Crowd Control in Airports

Crowd control comes in many forms. From the subtle presence of museum security to the forceful presence of SWAT teams in full battle rattle, where there is a crowd there is control. Even without the numbers of people to employ in managing a crowd, there are multiple options to direct the flow of human traffic. One of the most complicated areas to direct human traffic is at the airport security check point. At every check point, TSA security staff work with a combination of stanchions and retractable belt barriers to keep travelers moving in an orderly fashion.

Our current system of airport security evolved over a long and complicated history and as a reaction to various incidents.

The Golden Age of Hijacking

In the period between 1968 and 1972, hijackers took over a commercial flight about once a week. At that time, travelers did not need to show photo identification. Airports relied on the discernment of ticket agents. If an agent saw a traveler displaying some kind of “suspicious behavior,” that person would be pulled aside for additional screening. X-ray machines and metal detectors were not mandated for all passengers until 1973.

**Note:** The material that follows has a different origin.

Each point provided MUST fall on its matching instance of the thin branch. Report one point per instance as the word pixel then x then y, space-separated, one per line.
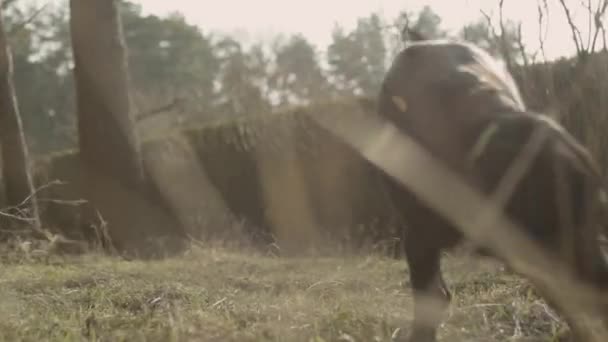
pixel 175 103
pixel 7 3
pixel 599 25
pixel 576 34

Semi-professional Security

Until 2001, airports outsourced security to underpaid, often incompetent independent contractors. Before then, people could arrive for their flight as late as 30 minutes before take off, and family and friends could come with them all the way to the gate. All of this changed on September 11, 2001.

Shoes Off, Please

After 9/11, airport security fell into the hands of the more professional Transportation Security Administration (TSA.) The TSA continues to expand and refine security at all airports. The more controlled and managed lines we know now were implemented. Each traveler now must have both their identification and boarding document checked by an agent before going through to addition screening.

And, yes, in most cases, you have to take your shoes off as well.

Frequent travelers make a sport of complaining about the rigors of the TSA. Few of them would want to return to the times before 1973, however, when hijackings were much more common. The security lines might be a hassle, but the combination of human agents and logically arranged stanchions and barriers make the process more uniform around the country.

The next time you are in an airport, winding through the stanchion maze, perhaps contemplating a quick duck beneath a retractable belt barrier, remember how lax security used to be. That barrier, which seems like an obstacle, is actually part of a larger system of screening and protection that keeps air travel safe.